In the past week, Target ran an ad for one of their Black-woman owned brands, The Honey Pot, a smart line of hygiene products, ranging from cotton pads to wipes. The commercial featured the brand’s owner, Beatrice Dixon, telling her story of entrepreneurship and that it was important for her brand to succeed because it would increase opportunities for other Black women and girl entrepreneurs.
Any meaningful concept of “feminism” includes (or should) the position that women, non-binary, and femme identified folx show up for each other in whatever decisions we make about our lives and recognize that our experiences are constituted by the intersection of all the identities we occupy. In other words, intersectional feminists fight for and uplift everyone’s right to author their lives. Moreover, an intersectional feminism acknowledges that the fight is against a system that devalues anything that resembles the socially constructed concept of femininity, thus the movement must include advocacy for all individuals who do not perform the socially acceptable standard of masculinity, because those who exist outside of it are systematically and pervasively subject to marginalization.
Cut to the day of the Target commercial and the subsequent onslaught of deplorable comments left on The Honey Pot’s TrustPilot page, and the social media of attacks aimed at the company and Beatrice herself. As a Black woman, it came as no surprise that most of these comments were left by White women claiming that Target and The Honey Pot’s owner were unnecessarily, even maliciously, using race, more specially, Blackness, in the brand’s storyline. One could write a robust dissertation on the numerous ways in which these complaints are problematic, not the least of which many of those women failed to realize that the ad aired in February, which is Black History Month. Target, among a slew of other companies use the month to highlight the Black business owners whose products they sell or endorse. But never mind this fact, because while we cannot know if those women who left the comments identify as feminists, the White women who do, have responded with a deafening silence, which begs the question - Is the attack on Beatrice and her company not worthy of mainstream feminist outrage? Apparently not.

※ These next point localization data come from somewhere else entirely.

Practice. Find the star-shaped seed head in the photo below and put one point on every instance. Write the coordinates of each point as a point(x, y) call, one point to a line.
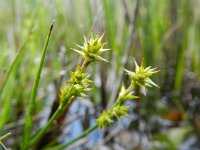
point(92, 48)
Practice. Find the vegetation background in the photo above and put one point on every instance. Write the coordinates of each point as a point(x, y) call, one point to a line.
point(166, 33)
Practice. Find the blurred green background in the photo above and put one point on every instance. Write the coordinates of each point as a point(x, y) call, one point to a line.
point(166, 33)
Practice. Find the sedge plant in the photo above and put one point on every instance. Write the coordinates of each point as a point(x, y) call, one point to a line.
point(138, 78)
point(79, 84)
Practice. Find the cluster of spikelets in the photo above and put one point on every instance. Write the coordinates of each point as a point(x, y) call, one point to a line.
point(139, 78)
point(78, 84)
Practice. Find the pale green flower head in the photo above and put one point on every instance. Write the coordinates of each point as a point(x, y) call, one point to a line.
point(105, 120)
point(78, 77)
point(92, 48)
point(120, 111)
point(141, 76)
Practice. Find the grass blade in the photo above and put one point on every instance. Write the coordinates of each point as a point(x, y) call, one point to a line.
point(28, 121)
point(14, 63)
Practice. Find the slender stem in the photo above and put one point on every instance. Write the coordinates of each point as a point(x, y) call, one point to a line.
point(85, 133)
point(46, 127)
point(14, 63)
point(41, 132)
point(28, 121)
point(5, 136)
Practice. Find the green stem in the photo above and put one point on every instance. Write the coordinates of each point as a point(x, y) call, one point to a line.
point(14, 63)
point(28, 121)
point(41, 132)
point(5, 136)
point(85, 133)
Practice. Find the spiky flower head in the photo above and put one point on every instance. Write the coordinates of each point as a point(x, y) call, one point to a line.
point(126, 94)
point(92, 48)
point(120, 111)
point(104, 120)
point(141, 76)
point(78, 77)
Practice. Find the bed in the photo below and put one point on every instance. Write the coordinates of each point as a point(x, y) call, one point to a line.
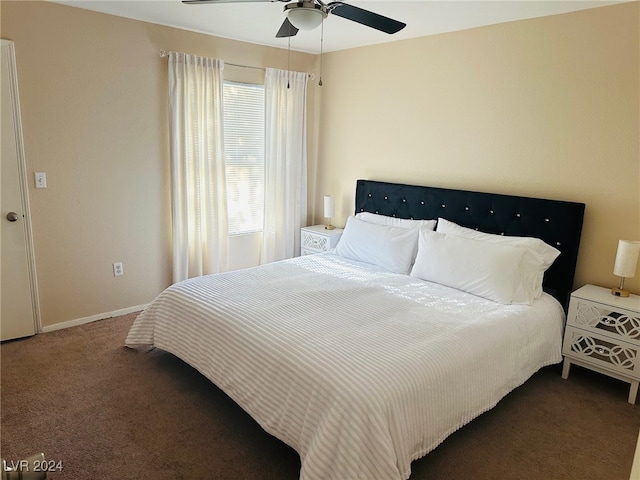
point(363, 367)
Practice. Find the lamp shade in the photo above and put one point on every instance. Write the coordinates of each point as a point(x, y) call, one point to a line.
point(329, 206)
point(305, 17)
point(626, 258)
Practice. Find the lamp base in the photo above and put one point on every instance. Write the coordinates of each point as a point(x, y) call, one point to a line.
point(619, 292)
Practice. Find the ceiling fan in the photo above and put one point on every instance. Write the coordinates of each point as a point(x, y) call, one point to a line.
point(309, 14)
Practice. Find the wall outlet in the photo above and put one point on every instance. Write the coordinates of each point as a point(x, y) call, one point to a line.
point(41, 179)
point(117, 269)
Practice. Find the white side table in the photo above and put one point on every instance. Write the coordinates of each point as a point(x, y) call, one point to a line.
point(603, 334)
point(317, 239)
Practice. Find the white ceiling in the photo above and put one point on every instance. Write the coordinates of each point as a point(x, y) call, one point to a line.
point(258, 22)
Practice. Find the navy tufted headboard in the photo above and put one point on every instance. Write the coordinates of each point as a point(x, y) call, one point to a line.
point(558, 223)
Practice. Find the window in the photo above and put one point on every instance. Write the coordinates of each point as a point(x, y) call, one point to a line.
point(244, 156)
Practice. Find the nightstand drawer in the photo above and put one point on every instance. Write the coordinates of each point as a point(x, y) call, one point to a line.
point(314, 241)
point(607, 320)
point(602, 350)
point(317, 239)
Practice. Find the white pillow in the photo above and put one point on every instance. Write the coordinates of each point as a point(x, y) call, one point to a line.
point(485, 269)
point(392, 248)
point(395, 222)
point(543, 252)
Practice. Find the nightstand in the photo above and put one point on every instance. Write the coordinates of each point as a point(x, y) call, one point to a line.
point(603, 334)
point(317, 239)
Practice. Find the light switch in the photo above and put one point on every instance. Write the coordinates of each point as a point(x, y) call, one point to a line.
point(41, 180)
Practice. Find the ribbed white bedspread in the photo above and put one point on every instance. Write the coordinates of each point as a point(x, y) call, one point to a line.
point(359, 370)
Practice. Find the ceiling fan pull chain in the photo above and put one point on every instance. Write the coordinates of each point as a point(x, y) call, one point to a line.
point(321, 44)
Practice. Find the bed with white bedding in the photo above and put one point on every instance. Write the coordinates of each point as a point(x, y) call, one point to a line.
point(359, 367)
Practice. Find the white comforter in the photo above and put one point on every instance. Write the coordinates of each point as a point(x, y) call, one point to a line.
point(359, 370)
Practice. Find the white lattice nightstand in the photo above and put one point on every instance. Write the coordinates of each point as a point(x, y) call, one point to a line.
point(317, 239)
point(603, 334)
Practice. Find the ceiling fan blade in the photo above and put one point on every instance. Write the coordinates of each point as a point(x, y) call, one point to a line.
point(195, 2)
point(286, 30)
point(365, 17)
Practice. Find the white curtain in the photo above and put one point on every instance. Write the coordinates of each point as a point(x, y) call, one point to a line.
point(285, 163)
point(198, 189)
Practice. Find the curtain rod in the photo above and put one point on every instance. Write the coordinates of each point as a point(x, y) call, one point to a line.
point(164, 53)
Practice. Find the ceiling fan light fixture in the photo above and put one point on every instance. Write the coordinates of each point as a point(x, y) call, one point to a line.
point(305, 15)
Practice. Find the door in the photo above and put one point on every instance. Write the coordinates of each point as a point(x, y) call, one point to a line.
point(18, 296)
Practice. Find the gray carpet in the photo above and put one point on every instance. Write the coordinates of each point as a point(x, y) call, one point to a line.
point(107, 412)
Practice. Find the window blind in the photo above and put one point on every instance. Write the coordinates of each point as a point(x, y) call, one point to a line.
point(244, 156)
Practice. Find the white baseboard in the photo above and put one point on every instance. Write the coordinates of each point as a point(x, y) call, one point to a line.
point(92, 318)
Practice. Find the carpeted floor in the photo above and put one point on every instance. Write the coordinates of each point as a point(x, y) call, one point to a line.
point(104, 411)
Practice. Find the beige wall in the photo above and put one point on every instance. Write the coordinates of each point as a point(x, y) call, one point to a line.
point(546, 107)
point(93, 94)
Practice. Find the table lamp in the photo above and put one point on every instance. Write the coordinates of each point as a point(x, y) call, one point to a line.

One does not have to look far to find failures of the mainstream feminist movement. Where are the outcries of White feminists on the thousands of missing and murdered Indigenous women? What about the disproportionate killing of Black trans women? And how about the Black women who have been murdered by police? This is not to mention the nearly total exclusion of gender non-conforming and non-binary femmes from the concern and agenda of the mainstream feminism. Again and again we witness mainstream White feminism abandoning women of color and femmes because of a lack of intersectional ideology. The mainstream feminist movement has always been deeply drenched in White supremacy and heteronormativity. So, per usual, Black women, women of color, and queer folx show up for their communities in the void left by White feminism. Case in point, Black publications like Essence, published a response form Beatrice a few days after the incident. Black women on social media have been calling for others to counter the vitriolic comments left on the page with positive reviews, and Beatrice has been featured on The Real, a daytime talk show hosted by an all women of color cast. In the end, this is the old playbook of mainstream feminism, so it is up to a new generation of Black, brown, and queer women/femmes to call out feminist movements that claim to empower and uplift women, when the reality is they are leaving behind the most marginalized women and femmes. If your feminism is not inclusive, then it is not revolutionary nor radical.